PAL appealed the said awards to the National Labor Relations Commission (NLRC for short). PALSA filed a motion to dismiss PAL's appeal. The NLRC refused to dismiss the appeal and, on September 13, 1976, rendered a decision reversing the decision of the Voluntary Arbitrator. The dispositive portion of the decision of the NLRC reads as follows: 1wph1.t

WHEREFORE, in view of an the foregoing considerations, the Awards appealed from should be, as it is hereby REVERSED, insofar as it (1) granted emergency cost of living allowance to PALSA members retroactive to February 18, 1974; (2) revised the retirement plan and increased the benefits arising from compulsory and optionally retired PALSA members; and (3) directs PAL to reinstate Vicente Arrieta now to his former position or another equivalent position.

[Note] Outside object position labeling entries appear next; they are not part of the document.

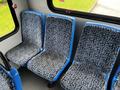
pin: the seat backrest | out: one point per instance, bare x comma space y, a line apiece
32, 27
98, 47
59, 34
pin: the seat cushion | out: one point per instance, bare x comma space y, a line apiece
46, 65
32, 37
83, 77
58, 35
22, 53
96, 54
5, 82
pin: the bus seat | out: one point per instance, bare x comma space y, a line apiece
94, 59
32, 37
59, 34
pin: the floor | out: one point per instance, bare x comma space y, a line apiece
33, 82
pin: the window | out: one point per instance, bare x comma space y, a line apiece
8, 20
77, 5
104, 10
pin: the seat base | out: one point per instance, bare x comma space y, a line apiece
46, 65
22, 53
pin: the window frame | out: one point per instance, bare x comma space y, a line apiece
14, 19
98, 17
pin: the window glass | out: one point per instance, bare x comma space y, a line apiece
7, 24
104, 7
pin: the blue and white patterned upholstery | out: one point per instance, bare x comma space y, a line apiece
95, 56
32, 35
5, 81
58, 37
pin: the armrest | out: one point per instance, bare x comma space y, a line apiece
5, 61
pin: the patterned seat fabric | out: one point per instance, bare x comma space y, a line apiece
57, 47
32, 25
95, 56
5, 81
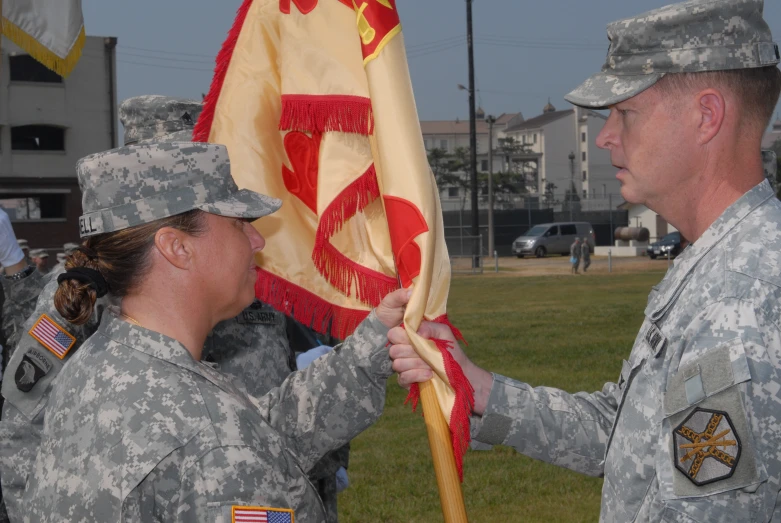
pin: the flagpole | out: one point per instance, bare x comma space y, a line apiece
451, 497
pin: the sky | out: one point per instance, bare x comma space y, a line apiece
525, 51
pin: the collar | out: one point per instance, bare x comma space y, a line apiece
674, 282
159, 346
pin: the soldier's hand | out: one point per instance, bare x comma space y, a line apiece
412, 369
390, 311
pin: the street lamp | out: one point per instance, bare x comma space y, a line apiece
491, 121
572, 182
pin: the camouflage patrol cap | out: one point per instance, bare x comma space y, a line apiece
156, 117
142, 183
693, 36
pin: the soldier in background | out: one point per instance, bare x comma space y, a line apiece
689, 430
39, 258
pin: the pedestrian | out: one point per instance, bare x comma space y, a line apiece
39, 257
139, 428
251, 348
585, 254
689, 430
574, 255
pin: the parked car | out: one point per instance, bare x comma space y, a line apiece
670, 243
552, 238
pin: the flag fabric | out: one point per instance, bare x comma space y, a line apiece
241, 514
52, 32
314, 101
52, 336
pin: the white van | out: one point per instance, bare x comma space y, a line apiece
552, 238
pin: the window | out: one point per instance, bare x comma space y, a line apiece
37, 138
20, 207
25, 68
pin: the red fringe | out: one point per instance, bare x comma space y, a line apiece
324, 113
444, 320
460, 434
340, 271
203, 126
306, 307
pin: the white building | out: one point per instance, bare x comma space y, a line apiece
46, 124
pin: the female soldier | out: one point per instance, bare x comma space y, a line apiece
138, 428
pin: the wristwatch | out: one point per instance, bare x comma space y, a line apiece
21, 274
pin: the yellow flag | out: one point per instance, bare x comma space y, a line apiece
314, 101
51, 31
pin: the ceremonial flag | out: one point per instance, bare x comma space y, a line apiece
313, 100
51, 31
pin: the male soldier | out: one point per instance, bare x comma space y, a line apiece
689, 433
574, 255
39, 257
585, 254
252, 348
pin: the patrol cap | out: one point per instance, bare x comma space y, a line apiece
689, 37
142, 183
153, 117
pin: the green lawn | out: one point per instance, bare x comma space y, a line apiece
564, 332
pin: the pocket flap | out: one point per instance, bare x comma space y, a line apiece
714, 371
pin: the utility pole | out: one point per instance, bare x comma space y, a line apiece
472, 137
491, 121
572, 182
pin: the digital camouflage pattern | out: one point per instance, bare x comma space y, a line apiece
142, 183
151, 116
710, 341
156, 435
688, 37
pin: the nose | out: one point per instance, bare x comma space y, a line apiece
256, 240
608, 136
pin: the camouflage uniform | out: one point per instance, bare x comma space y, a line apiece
689, 432
253, 347
138, 430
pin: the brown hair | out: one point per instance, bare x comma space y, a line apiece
121, 257
757, 89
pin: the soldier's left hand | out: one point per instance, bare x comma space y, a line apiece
390, 311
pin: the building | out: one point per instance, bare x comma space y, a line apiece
46, 124
560, 149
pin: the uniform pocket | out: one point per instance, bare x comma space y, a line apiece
707, 443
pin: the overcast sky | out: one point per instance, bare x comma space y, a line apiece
525, 51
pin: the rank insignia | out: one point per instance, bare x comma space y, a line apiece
707, 448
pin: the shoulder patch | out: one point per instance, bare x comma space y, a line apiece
707, 447
241, 514
250, 315
52, 336
31, 369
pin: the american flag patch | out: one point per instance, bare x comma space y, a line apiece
52, 336
261, 515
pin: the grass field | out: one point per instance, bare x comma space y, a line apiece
560, 331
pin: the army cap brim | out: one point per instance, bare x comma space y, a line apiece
602, 90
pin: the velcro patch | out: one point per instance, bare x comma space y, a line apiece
257, 317
707, 447
32, 368
241, 514
49, 334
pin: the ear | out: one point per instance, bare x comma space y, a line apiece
175, 246
713, 112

However, PAL is directed to re-employ Vicente Arrieta immediately upon the availability of any job opening which is substantially similar to his former position, after satisfying the conditions set forth in the current collective bargaining agreement of the parties herein, or, in the alternative, to allow Vicente Arrieta to avail of the retirement privileges extended to his co-retrenched supervisory employees, pursuant to the Order of the Court of Industrial Relations dated 22 October 1971 in CIR Case No. 315-Inj.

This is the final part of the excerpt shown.